The International Committee of the Red Cross (ICRC) said it has started to support a variety of preventive measures against Covid-19 in some areas of detention in Syria.
This includes the donation "hygiene kits for detainees, as well as preventive equipment and materials like disinfectant, gloves, goggles and gowns to central prisons under the Ministry of Interior," ICRC spokesperson to Syria Ingy Sedky told The National.
“The plan is to cover 10 central prisons in order to limit as much as possible the risks of Covid-19 on detainees,” Ms Sedky said.
The opposition fears that with a ravaged health system and low number of physicians the country will not be able to contain the virus if it spreads.
More than 80 per cent of the population live in poverty, millions have been displaced and hundreds of thousands are crammed into overcrowded camps.
Mr Al Bahra, former president of the Syrian National Coalition, said the situation in North West Syria, which hosts 4.5 million people, has deteriorated sharply in recent months.
Syrian and Russian air strikes have forced almost millions civilians to flee towards the Turkish border since December.
A fragile ceasefire is currently in place.
“During the last three months there were more than 580 attacks that targeted medical facilities and personnel,” he said.
The majority of these medical facilities are out of order.
“We don’t have enough hospital beds, intensive care unit beds, ventilators and physicians, so the highest risk area is the north-west,” Mr Al Bahra said.
The World Health Organisation says it is dealing with a global shortage and is working to raise resources for Syria, which it calls a priority area.
Mr Al Bahra said WHO only delivered “test kits for 5,300 people for an area of 4.5 million.”
So far, Syria’s official count is 42 infections and two deaths, all in or around Damascus.
WHO created a $30 million plan to establish isolation units and prepare facilities for coronavirus patients.
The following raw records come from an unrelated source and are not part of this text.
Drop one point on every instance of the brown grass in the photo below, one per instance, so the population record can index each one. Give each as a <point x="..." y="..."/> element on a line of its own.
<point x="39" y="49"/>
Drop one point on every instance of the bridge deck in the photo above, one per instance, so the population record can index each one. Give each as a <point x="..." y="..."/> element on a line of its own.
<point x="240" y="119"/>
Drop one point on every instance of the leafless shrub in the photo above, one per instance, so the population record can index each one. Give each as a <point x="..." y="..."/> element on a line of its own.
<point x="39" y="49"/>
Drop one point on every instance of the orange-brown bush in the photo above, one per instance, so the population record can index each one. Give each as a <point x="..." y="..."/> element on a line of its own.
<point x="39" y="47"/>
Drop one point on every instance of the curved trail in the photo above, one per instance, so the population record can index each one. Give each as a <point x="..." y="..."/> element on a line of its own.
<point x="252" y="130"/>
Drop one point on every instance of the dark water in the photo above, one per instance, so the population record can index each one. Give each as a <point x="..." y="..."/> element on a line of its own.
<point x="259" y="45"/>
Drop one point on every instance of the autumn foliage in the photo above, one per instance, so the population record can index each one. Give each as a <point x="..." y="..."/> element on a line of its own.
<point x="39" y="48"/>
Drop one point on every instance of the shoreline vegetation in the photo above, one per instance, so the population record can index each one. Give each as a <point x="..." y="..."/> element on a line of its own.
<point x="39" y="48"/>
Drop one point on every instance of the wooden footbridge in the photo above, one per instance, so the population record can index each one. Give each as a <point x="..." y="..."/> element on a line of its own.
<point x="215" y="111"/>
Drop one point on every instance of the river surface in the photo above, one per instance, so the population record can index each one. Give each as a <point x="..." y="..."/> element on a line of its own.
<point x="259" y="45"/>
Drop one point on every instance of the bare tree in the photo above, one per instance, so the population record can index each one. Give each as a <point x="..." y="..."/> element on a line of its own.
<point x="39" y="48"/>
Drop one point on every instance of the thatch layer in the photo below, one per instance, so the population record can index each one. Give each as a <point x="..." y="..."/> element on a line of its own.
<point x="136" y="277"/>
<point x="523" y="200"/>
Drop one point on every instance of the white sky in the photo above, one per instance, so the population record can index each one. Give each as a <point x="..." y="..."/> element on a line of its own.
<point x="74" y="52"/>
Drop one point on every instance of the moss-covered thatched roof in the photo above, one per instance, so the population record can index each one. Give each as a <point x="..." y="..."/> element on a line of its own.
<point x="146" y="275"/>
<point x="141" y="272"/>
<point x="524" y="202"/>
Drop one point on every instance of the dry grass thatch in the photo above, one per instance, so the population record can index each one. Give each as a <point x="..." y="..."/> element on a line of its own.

But the agency has yet to bring the supplies
“Everyone should push the WHO to move fast because we are under staffed, under equipped, so by luck we didn’t report any cases,” Mr Al Bahra said.
Instead, the opposition says that WHO is giving precedence to regime-controlled zones.
“We are against it because in regime control areas the medical facilities are intact, no one has assaulted them, they have a high concentration of physicians, nurses, so the area is more equipped to combat the virus,” he said.
If a case is recorded in the area it would be a "real dangerous issue that will put at risk around 4.5 million people," he said.
"The epidemic would be all over the area."